By all accounts, Chris Woodward seems like a good man. Whether he’s a good manager is difficult to determine.

Woodward signed a three-year contract to manage the Rangers starting in 2019. This is year three. He started strong, though. In a reversal of the Jeff Banister years, the Woodward-led Rangers bolted out of the gate in 2019, winning five of the first seven games, and being ten games over .500 by the end of June.

Then the bubble burst. Or, more aptly, Joey Gallo’s, Hunter Pence’s, and Danny Santana’s bubbles burst. After the highwater mark of 46-36, the Rangers lost fourteen out of twenty, and fell into baseball oblivion, finishing ten games under and in third place.

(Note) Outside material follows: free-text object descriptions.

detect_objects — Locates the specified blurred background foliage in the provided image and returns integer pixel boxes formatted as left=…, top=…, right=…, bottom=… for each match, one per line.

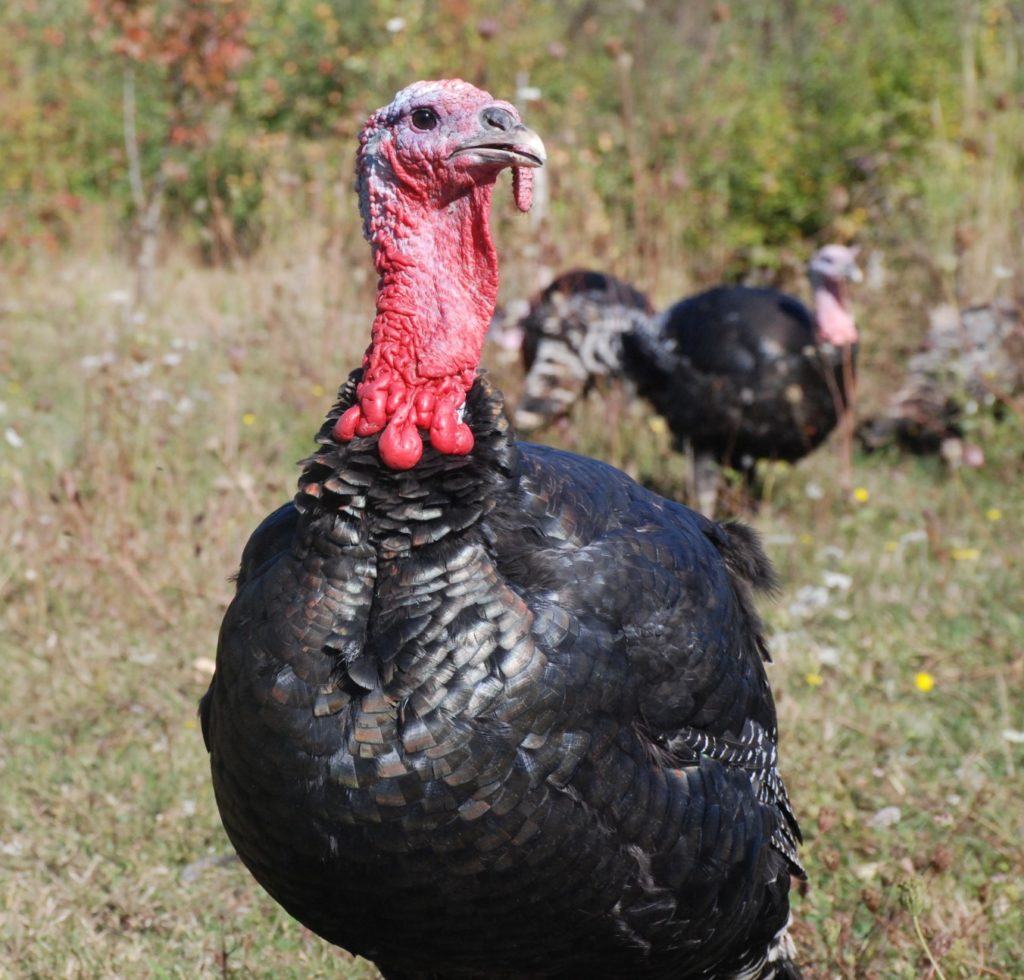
left=0, top=0, right=1021, bottom=300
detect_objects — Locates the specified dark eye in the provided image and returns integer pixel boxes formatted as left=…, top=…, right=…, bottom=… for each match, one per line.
left=411, top=108, right=438, bottom=131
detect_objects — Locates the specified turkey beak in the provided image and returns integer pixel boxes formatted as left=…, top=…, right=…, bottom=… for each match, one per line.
left=448, top=107, right=547, bottom=171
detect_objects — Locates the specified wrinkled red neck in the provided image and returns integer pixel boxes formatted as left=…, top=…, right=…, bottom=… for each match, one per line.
left=334, top=181, right=500, bottom=469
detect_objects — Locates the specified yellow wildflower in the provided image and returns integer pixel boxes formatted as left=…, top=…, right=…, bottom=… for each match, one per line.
left=884, top=541, right=897, bottom=552
left=311, top=383, right=326, bottom=398
left=647, top=416, right=668, bottom=435
left=805, top=673, right=824, bottom=687
left=799, top=532, right=814, bottom=546
left=914, top=672, right=935, bottom=693
left=852, top=487, right=870, bottom=504
left=242, top=412, right=256, bottom=427
left=950, top=547, right=980, bottom=561
left=986, top=508, right=1002, bottom=522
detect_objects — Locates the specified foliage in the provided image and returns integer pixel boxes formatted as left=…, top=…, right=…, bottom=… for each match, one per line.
left=0, top=0, right=1021, bottom=297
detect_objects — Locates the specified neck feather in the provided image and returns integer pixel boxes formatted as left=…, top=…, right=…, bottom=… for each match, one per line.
left=335, top=181, right=500, bottom=469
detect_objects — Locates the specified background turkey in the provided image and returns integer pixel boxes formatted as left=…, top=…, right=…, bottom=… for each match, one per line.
left=508, top=269, right=654, bottom=433
left=858, top=300, right=1023, bottom=464
left=621, top=245, right=862, bottom=513
left=201, top=79, right=802, bottom=980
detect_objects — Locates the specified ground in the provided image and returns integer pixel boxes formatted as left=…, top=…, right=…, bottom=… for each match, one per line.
left=0, top=236, right=1020, bottom=978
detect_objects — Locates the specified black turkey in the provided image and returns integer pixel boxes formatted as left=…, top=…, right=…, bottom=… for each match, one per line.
left=201, top=79, right=802, bottom=980
left=509, top=269, right=654, bottom=433
left=859, top=300, right=1023, bottom=462
left=622, top=245, right=862, bottom=512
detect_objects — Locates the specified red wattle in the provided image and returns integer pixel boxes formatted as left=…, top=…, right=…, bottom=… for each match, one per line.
left=356, top=416, right=384, bottom=437
left=379, top=417, right=423, bottom=469
left=428, top=395, right=474, bottom=455
left=334, top=405, right=362, bottom=442
left=430, top=418, right=474, bottom=455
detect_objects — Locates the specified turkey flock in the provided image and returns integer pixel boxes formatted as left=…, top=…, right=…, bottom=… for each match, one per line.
left=201, top=78, right=1019, bottom=979
left=512, top=246, right=863, bottom=512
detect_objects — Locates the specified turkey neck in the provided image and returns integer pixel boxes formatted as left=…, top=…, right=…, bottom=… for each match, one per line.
left=301, top=371, right=515, bottom=556
left=812, top=279, right=858, bottom=348
left=335, top=182, right=501, bottom=470
left=372, top=182, right=498, bottom=381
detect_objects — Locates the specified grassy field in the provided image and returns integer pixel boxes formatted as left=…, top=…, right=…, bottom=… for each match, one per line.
left=1, top=216, right=1022, bottom=979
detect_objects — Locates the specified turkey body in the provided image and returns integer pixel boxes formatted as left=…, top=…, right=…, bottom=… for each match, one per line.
left=202, top=371, right=802, bottom=980
left=859, top=301, right=1023, bottom=455
left=203, top=77, right=802, bottom=979
left=624, top=285, right=856, bottom=472
left=513, top=269, right=655, bottom=433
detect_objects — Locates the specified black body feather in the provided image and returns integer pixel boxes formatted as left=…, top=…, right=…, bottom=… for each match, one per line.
left=622, top=285, right=855, bottom=472
left=513, top=270, right=655, bottom=433
left=201, top=372, right=802, bottom=979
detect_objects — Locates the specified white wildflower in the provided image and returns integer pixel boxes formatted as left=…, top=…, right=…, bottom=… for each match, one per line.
left=822, top=571, right=852, bottom=591
left=866, top=806, right=902, bottom=829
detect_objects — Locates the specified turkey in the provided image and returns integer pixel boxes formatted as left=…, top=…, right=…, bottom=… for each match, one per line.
left=509, top=269, right=654, bottom=433
left=622, top=245, right=862, bottom=512
left=201, top=79, right=803, bottom=980
left=859, top=300, right=1023, bottom=462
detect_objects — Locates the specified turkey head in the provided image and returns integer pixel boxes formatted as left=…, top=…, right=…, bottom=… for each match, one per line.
left=334, top=79, right=546, bottom=470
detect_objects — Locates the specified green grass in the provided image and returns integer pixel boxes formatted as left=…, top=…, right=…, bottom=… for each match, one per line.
left=1, top=228, right=1021, bottom=978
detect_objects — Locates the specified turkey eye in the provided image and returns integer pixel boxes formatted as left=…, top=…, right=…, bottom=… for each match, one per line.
left=411, top=108, right=438, bottom=131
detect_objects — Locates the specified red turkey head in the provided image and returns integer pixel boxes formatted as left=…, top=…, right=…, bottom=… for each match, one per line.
left=356, top=79, right=545, bottom=239
left=335, top=80, right=546, bottom=470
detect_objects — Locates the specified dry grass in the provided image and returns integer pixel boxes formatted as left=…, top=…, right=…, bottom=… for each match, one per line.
left=1, top=216, right=1021, bottom=977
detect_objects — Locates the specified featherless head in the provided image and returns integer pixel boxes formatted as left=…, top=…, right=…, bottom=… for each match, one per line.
left=335, top=80, right=545, bottom=470
left=809, top=244, right=863, bottom=287
left=355, top=79, right=545, bottom=247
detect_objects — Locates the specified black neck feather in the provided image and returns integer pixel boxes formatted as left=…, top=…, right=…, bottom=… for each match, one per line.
left=295, top=371, right=517, bottom=554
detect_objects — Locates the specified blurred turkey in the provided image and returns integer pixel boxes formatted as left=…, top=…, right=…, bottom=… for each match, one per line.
left=622, top=245, right=862, bottom=513
left=509, top=269, right=654, bottom=432
left=859, top=300, right=1023, bottom=463
left=201, top=79, right=802, bottom=979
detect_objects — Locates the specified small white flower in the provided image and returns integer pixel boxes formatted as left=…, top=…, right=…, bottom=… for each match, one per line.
left=386, top=16, right=406, bottom=32
left=866, top=805, right=902, bottom=829
left=822, top=571, right=852, bottom=591
left=80, top=352, right=116, bottom=371
left=786, top=585, right=829, bottom=619
left=4, top=427, right=23, bottom=448
left=818, top=645, right=842, bottom=667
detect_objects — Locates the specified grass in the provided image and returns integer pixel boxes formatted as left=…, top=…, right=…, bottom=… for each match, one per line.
left=1, top=218, right=1022, bottom=978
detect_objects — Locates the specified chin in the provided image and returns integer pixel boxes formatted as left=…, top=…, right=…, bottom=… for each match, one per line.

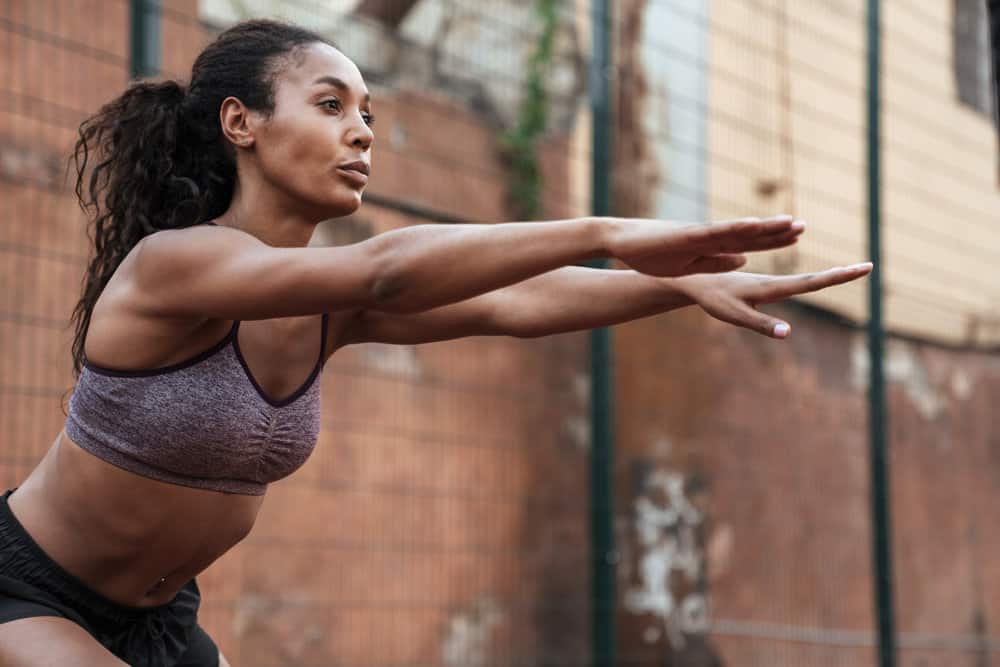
left=322, top=191, right=363, bottom=218
left=340, top=193, right=363, bottom=214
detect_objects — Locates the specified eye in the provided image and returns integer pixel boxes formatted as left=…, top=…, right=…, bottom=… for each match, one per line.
left=321, top=98, right=342, bottom=112
left=362, top=112, right=375, bottom=127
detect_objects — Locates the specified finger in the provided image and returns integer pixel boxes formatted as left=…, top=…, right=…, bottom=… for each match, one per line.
left=715, top=214, right=794, bottom=228
left=736, top=215, right=800, bottom=235
left=684, top=253, right=748, bottom=274
left=688, top=218, right=804, bottom=253
left=757, top=262, right=874, bottom=303
left=732, top=226, right=805, bottom=253
left=716, top=300, right=792, bottom=339
left=759, top=222, right=806, bottom=241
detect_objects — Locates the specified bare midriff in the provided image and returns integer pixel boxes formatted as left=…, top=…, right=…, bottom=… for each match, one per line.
left=7, top=428, right=264, bottom=608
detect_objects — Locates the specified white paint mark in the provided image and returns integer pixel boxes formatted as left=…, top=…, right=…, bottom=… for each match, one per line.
left=360, top=343, right=423, bottom=377
left=572, top=372, right=590, bottom=405
left=706, top=523, right=735, bottom=583
left=232, top=593, right=269, bottom=638
left=624, top=470, right=710, bottom=650
left=563, top=373, right=593, bottom=451
left=443, top=597, right=504, bottom=667
left=951, top=369, right=973, bottom=400
left=851, top=335, right=945, bottom=420
left=563, top=414, right=591, bottom=451
left=651, top=434, right=674, bottom=458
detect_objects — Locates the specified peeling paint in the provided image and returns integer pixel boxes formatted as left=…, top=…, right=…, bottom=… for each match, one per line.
left=706, top=523, right=735, bottom=583
left=562, top=372, right=592, bottom=451
left=572, top=372, right=590, bottom=405
left=651, top=434, right=674, bottom=458
left=232, top=592, right=275, bottom=638
left=442, top=596, right=504, bottom=667
left=624, top=469, right=710, bottom=650
left=232, top=591, right=325, bottom=660
left=359, top=343, right=423, bottom=377
left=562, top=414, right=590, bottom=451
left=951, top=368, right=974, bottom=400
left=0, top=142, right=62, bottom=188
left=851, top=335, right=946, bottom=420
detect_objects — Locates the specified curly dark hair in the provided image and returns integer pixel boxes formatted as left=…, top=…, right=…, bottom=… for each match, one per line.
left=68, top=19, right=332, bottom=377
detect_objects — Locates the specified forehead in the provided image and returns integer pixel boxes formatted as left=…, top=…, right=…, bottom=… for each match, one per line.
left=274, top=42, right=368, bottom=99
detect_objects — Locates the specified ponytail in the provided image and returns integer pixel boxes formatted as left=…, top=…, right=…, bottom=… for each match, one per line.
left=69, top=79, right=230, bottom=376
left=68, top=19, right=328, bottom=377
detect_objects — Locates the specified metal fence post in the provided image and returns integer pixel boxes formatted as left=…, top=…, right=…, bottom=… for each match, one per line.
left=589, top=0, right=615, bottom=665
left=130, top=0, right=160, bottom=79
left=867, top=2, right=896, bottom=666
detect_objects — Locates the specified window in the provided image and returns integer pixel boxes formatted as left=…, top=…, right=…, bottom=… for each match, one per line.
left=954, top=0, right=997, bottom=124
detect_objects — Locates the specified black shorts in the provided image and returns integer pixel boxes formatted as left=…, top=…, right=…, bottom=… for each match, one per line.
left=0, top=489, right=219, bottom=666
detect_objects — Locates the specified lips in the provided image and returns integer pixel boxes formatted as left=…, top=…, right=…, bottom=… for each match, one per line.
left=337, top=160, right=370, bottom=187
left=339, top=161, right=370, bottom=176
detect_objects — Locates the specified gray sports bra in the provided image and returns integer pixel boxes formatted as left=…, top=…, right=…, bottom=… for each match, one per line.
left=66, top=225, right=327, bottom=495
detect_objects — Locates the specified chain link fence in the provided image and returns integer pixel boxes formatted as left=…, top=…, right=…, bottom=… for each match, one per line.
left=2, top=1, right=999, bottom=665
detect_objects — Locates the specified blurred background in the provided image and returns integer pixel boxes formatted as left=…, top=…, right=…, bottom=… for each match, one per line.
left=2, top=0, right=999, bottom=665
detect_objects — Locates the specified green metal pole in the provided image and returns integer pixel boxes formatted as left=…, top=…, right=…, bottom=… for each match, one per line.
left=990, top=1, right=1000, bottom=121
left=130, top=0, right=160, bottom=79
left=866, top=2, right=896, bottom=666
left=589, top=0, right=615, bottom=665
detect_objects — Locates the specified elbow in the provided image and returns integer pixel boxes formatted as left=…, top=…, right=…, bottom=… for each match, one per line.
left=370, top=273, right=408, bottom=311
left=363, top=240, right=414, bottom=313
left=368, top=257, right=424, bottom=314
left=496, top=307, right=543, bottom=339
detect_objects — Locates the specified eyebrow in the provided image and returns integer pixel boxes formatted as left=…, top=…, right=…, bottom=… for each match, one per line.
left=312, top=75, right=371, bottom=103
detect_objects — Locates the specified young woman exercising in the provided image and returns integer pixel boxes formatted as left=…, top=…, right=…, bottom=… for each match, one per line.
left=0, top=19, right=871, bottom=666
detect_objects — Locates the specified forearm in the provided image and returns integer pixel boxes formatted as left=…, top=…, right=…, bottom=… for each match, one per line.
left=365, top=218, right=609, bottom=314
left=499, top=265, right=695, bottom=338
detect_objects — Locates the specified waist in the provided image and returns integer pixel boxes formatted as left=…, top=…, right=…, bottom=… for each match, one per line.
left=9, top=430, right=263, bottom=607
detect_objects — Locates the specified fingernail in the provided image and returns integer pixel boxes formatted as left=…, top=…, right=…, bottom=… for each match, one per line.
left=773, top=323, right=790, bottom=338
left=791, top=220, right=805, bottom=231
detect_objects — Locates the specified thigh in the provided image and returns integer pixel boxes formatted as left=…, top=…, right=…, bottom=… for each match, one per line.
left=174, top=623, right=221, bottom=667
left=0, top=615, right=126, bottom=666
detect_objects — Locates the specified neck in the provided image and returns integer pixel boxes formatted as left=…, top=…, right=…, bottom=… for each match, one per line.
left=214, top=182, right=320, bottom=248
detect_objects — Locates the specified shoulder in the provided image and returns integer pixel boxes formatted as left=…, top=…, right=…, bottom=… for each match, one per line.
left=130, top=224, right=261, bottom=278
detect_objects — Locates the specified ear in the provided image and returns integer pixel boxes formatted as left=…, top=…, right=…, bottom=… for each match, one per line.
left=219, top=96, right=256, bottom=149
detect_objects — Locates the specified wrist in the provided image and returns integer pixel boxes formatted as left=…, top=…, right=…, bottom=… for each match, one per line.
left=590, top=216, right=622, bottom=259
left=665, top=275, right=707, bottom=306
left=658, top=275, right=700, bottom=309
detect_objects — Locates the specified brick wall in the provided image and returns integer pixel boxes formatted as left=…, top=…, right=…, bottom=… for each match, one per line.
left=615, top=303, right=1000, bottom=666
left=5, top=1, right=999, bottom=666
left=0, top=1, right=591, bottom=664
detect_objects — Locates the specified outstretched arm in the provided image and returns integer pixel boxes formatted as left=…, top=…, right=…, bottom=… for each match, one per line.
left=340, top=262, right=872, bottom=345
left=135, top=214, right=801, bottom=321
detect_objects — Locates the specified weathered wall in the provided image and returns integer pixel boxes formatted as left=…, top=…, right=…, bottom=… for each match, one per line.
left=0, top=1, right=593, bottom=664
left=615, top=2, right=1000, bottom=663
left=615, top=302, right=1000, bottom=666
left=7, top=0, right=1000, bottom=665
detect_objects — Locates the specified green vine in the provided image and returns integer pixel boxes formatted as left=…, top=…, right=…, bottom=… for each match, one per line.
left=500, top=0, right=558, bottom=220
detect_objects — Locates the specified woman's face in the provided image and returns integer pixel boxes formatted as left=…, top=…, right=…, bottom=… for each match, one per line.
left=251, top=43, right=375, bottom=219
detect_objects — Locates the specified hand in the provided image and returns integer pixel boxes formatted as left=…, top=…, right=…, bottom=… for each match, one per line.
left=607, top=215, right=805, bottom=277
left=676, top=262, right=874, bottom=338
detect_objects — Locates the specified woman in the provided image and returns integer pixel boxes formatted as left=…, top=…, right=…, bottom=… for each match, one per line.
left=0, top=19, right=870, bottom=667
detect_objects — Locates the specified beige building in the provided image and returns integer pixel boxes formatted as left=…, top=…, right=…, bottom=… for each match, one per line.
left=710, top=0, right=999, bottom=346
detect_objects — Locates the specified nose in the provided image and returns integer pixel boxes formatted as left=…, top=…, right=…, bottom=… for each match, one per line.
left=347, top=113, right=374, bottom=150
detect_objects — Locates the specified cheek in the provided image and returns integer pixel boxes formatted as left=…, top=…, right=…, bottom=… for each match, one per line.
left=261, top=127, right=335, bottom=193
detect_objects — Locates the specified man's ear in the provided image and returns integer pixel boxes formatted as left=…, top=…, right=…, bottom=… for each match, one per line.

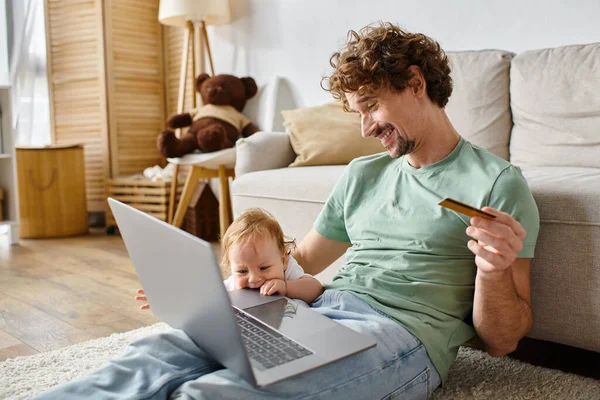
left=241, top=77, right=258, bottom=99
left=196, top=73, right=211, bottom=92
left=407, top=65, right=426, bottom=97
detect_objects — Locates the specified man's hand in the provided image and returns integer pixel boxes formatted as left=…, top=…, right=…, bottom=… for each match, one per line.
left=135, top=288, right=150, bottom=310
left=260, top=279, right=287, bottom=296
left=466, top=207, right=527, bottom=275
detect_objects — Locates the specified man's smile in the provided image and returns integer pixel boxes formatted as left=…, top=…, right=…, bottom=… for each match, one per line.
left=375, top=124, right=397, bottom=146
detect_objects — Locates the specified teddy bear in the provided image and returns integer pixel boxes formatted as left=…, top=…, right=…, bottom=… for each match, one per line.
left=157, top=73, right=260, bottom=158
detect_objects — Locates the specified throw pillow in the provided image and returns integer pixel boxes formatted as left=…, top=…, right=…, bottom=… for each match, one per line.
left=282, top=102, right=384, bottom=167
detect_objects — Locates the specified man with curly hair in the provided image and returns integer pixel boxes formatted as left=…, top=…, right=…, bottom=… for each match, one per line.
left=37, top=22, right=539, bottom=400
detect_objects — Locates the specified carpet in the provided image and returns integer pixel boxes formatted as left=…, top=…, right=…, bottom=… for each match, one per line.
left=1, top=323, right=599, bottom=400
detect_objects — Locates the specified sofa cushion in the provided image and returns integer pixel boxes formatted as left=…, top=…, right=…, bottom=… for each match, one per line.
left=446, top=50, right=513, bottom=160
left=235, top=132, right=296, bottom=178
left=232, top=165, right=345, bottom=204
left=522, top=166, right=600, bottom=226
left=509, top=43, right=600, bottom=169
left=282, top=103, right=383, bottom=167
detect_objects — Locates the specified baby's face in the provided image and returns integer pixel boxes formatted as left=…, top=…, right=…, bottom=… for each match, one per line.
left=229, top=235, right=287, bottom=290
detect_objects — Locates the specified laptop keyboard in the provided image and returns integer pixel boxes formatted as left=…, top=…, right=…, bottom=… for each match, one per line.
left=233, top=307, right=313, bottom=370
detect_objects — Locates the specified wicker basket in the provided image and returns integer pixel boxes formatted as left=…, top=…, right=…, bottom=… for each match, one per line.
left=17, top=145, right=88, bottom=238
left=106, top=176, right=183, bottom=232
left=182, top=182, right=220, bottom=242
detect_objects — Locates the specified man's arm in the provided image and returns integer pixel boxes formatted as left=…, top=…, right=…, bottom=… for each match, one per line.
left=472, top=258, right=533, bottom=356
left=467, top=207, right=534, bottom=357
left=291, top=229, right=352, bottom=276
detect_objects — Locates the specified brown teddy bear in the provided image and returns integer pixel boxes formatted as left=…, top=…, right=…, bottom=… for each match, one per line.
left=157, top=73, right=260, bottom=158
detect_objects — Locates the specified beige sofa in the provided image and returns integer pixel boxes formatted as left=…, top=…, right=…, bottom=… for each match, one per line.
left=230, top=43, right=600, bottom=355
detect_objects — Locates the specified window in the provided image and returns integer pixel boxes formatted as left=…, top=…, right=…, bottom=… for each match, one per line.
left=7, top=0, right=51, bottom=146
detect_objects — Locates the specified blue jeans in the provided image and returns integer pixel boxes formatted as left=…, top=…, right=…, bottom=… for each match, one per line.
left=36, top=290, right=441, bottom=399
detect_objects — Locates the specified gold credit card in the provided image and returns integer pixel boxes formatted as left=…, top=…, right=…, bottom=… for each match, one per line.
left=438, top=198, right=496, bottom=220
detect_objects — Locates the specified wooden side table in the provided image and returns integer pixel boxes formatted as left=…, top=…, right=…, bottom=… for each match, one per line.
left=168, top=148, right=237, bottom=239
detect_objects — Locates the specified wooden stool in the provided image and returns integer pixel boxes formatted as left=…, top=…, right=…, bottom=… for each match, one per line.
left=167, top=148, right=237, bottom=239
left=171, top=165, right=234, bottom=238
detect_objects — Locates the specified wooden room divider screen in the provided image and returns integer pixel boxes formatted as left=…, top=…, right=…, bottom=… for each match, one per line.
left=44, top=0, right=195, bottom=213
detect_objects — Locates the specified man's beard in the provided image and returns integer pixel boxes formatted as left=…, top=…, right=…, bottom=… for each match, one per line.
left=388, top=131, right=415, bottom=159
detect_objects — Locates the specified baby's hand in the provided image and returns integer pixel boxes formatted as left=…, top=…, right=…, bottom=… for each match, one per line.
left=260, top=279, right=287, bottom=296
left=135, top=288, right=150, bottom=310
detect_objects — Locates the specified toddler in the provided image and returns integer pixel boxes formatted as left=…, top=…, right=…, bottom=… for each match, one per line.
left=136, top=208, right=323, bottom=308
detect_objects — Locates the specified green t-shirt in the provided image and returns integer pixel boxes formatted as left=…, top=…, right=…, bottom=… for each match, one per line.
left=315, top=137, right=540, bottom=383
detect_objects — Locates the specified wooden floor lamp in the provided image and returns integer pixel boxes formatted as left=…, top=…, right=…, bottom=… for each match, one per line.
left=158, top=0, right=231, bottom=223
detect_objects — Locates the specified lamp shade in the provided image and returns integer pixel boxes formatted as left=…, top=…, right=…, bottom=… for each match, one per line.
left=158, top=0, right=231, bottom=26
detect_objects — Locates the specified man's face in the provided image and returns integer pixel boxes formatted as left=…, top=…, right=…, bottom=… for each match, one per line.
left=346, top=87, right=418, bottom=159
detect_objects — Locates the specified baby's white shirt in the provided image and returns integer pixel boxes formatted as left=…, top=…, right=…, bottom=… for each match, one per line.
left=223, top=255, right=308, bottom=292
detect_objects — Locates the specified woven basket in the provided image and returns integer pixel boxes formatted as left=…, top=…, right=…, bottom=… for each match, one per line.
left=16, top=145, right=88, bottom=238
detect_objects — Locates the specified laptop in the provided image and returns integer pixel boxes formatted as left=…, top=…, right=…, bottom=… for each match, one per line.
left=108, top=198, right=376, bottom=387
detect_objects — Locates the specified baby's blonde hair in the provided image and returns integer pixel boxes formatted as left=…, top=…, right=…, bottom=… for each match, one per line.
left=220, top=208, right=296, bottom=268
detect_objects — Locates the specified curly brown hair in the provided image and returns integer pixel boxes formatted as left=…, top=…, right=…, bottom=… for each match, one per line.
left=322, top=21, right=453, bottom=110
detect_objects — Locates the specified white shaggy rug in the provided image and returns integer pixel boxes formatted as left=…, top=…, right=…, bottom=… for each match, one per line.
left=1, top=323, right=599, bottom=399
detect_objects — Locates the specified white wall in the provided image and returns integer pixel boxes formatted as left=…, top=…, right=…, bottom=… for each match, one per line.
left=206, top=0, right=600, bottom=116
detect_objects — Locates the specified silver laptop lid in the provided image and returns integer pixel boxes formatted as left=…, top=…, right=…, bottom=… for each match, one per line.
left=107, top=198, right=256, bottom=386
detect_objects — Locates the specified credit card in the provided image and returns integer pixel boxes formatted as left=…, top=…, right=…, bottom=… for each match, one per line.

After the season, a lot of players complained they had trouble buying the new approach Woodward was trying to sell.

Season two was a total disaster. The Rangers ended up with the second-worst record in baseball, and the third-worst winning percentage in Texas Rangers history. Players still grumbled about the system. But who’s to blame here? It’s hard to teach offense to hitters who can’t make contact. 

Now, going into the final year of his contract, Woodward enters spring training with a team with as many holes and question marks as last year’s. Finishing anywhere but last place in a very weak American League West would be a miracle.

His rotation is considerably weaker than what he started the season with last year. His bullpen is just as chaotic. The offense looks to be a tick better, assuming Nate Lowe replaces Ronald Guzman, and David Dahl can stay on the field longer than a week. 

But Woodward has his work cut out for him. Losing is never easy. And being thrust into a no-win situation in your first shot as a major league manager has to be disheartening.

It seems certain the Rangers will give him an extension beyond this year. Why not? Who else? Why subject another poor sap to the same pain? Given the team can’t reasonably expect to be competitive for another three or four seasons, why not let Woodward ride it out all the way through.

But, to the question of whether he’s a good manager, it’s difficult to determine. He wasn’t given much to work with.

No jockey can win a race on a three-legged horse.